Reflection on Advent and Christmas

A Feast Of Welcome And Inclusion

This past Wednesday, deeply troubling events in our nation called our attention away from the Feast of Epiphany. And yet, Epiphany it was. Epiphany is a feast that celebrates the light of God that shines in the deep shadows of our brokenness and our jagged ways of treating one another, illuminating a way forward. The Gospel for the day throws into sharp relief the story of a tyrannical and violent king who would hold onto power at all costs—and a poor family on the run from his political terror, a family who guarded the safety of a different, liberating kind of servant leader. It is a feast of welcome and inclusion, offering a vision of human community that comes together around the child who shall lead us—rather than pulling apart and destroying itself. In our worship service this past Wednesday, we read the psalm appointed for the day, which describes the true measure of a leader—one who ‘saves the lives of those who are in need’ and ‘redeems their lives from oppression and violence’ (Psalm 72.13,14).

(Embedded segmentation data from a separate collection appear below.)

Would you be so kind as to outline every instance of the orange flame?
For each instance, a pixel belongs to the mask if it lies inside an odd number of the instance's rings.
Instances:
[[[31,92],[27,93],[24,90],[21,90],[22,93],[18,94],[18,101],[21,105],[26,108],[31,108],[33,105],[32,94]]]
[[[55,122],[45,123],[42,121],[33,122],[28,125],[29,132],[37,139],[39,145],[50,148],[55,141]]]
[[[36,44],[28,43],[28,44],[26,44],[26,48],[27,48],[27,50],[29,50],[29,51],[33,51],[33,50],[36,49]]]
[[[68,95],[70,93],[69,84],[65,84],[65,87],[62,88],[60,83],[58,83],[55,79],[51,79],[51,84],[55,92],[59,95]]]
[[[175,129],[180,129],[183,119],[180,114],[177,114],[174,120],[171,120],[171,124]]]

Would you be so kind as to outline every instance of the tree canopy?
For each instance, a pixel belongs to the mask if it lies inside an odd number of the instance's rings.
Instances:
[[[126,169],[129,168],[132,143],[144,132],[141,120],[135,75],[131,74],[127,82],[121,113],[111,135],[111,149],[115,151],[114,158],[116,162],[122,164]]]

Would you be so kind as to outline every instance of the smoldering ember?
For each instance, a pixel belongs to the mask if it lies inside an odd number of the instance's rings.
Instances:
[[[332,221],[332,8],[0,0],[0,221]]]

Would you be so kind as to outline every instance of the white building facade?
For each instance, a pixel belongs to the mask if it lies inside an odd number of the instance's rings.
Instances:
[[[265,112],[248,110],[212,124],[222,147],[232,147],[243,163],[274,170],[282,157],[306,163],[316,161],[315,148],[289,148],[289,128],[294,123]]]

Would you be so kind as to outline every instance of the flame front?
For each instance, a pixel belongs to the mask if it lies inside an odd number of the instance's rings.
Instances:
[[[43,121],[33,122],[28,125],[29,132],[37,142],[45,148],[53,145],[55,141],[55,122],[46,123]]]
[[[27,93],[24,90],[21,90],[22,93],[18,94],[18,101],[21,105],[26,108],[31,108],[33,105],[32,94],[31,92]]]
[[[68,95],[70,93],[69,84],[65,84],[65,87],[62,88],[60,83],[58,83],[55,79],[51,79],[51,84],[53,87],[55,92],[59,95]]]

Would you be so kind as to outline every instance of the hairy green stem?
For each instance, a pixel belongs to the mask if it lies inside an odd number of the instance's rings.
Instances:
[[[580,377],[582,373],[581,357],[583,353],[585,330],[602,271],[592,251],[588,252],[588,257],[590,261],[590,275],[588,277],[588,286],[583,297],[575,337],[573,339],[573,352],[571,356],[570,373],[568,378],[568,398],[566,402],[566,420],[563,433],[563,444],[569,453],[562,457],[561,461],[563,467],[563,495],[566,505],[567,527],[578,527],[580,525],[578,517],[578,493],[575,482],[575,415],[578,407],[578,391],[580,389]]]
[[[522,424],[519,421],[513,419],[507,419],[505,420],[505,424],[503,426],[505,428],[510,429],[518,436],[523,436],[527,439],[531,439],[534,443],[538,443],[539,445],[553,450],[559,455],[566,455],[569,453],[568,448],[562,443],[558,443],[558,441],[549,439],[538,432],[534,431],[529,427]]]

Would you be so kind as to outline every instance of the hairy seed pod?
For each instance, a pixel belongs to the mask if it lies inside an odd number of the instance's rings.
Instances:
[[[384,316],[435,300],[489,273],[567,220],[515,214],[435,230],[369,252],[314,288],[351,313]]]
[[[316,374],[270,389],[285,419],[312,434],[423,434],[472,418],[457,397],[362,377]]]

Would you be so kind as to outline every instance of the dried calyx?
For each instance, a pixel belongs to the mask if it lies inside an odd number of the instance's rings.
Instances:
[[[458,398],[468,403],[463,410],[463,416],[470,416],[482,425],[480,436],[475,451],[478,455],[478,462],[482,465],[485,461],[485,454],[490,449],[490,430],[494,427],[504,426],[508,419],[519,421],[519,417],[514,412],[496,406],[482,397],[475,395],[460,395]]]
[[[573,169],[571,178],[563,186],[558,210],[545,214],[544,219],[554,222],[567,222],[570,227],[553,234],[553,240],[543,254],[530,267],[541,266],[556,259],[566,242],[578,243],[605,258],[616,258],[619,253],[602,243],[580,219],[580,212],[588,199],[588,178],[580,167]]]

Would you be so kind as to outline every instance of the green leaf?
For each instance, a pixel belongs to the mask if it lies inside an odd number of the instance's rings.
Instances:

“the true measure of a leader—one who ‘saves the lives of those who are in need’ and ‘redeems their lives from oppression and violence’ “

Psalm 72.13,14

Let Us Be The Ones Who Join The Work To Redeem Our World From Oppression And Violence

As we close our Advent and Christmas season, a time that we have studied and prayed together, let us not put aside the truth of Christmas like so many decorations to be un-hung or ornaments to be packed away until next year. Let us not only remember God’s call to change our hearts and our lives, as John proclaims at the beginning of Advent, but let us find the strength together to live in such a way each day. Let us not lose the eyes that have come to see that Christ comes to us not once, not twice, but every day—in the guise of the most vulnerable and marginalized among us. Let us ‘save the lives of those in need.’ Let us be the ones who join the work to redeem our world from oppression and violence. And let us never forget that this light of love and liberation still shines in a darkness that can neither overwhelm nor overcome it. 

1st Sunday of Advent – November 29

Author: Chad Hyatt

Mark 13:24-37

Reflection: v. 34, ‘giving each one a job to do’

Bet you never thought you would live through an apocalypse, did you? Welcome to 2020, y’all. From the perspective of the church calendar, Advent kicks off a new year. And it happens while we’re still trudging our way through the old. It’s as if God’s people are invited to become divinely out-of-synch. The realities that have come surging over the banks—a global pandemic, persisting racism, political polarization—won’t simply recede because the clock ticks midnight on New Year’s Eve. Things will only change because we choose to change them. And that’s God’s subversive invitation to us.

At a time when so many of our churches have chosen—for sound public health reasons—to close the doors on traditional worship, might we imagine worship more broadly? What if worship was a little more Isaiah 58—a down-to-earth practice where we empower and embody more just and inclusive communities that could transcend the divisions that beset us? That would mean literally making room for those who cannot shelter-in-place because they have no place to shelter. It would mean creatively organizing our congregations to share food, clothing, running water, and rental assistance—things we should have already been doing, if we’re honest. Now is the time to make a new time for our world. Disruption of old patterns can embolden new ways of being together. But we can’t limit our creative vision to fashioning online content.

The Advent Event itself shows us the way: God comes to us as a poor and homeless child who quickly becomes a refugee on the run with his parents. Is this not where we can still find God at work? I believe with everything within me it is. God is always to be found, graciously at work on the margins, close to suffering, in the broken places. We must creatively reimagine church as a liberating, grassroots community that makes sharing our bread with our hungry neighbors as essential to true and vital worship as sharing the bread of the Eucharist with one another. A new Advent is upon us. Let us fearlessly embrace it.

Prayer God of Advent, help us to see in our troubled times that now is always your liberating time. May our broken status-quo lead us to reorder our worship as justice for our neighbors.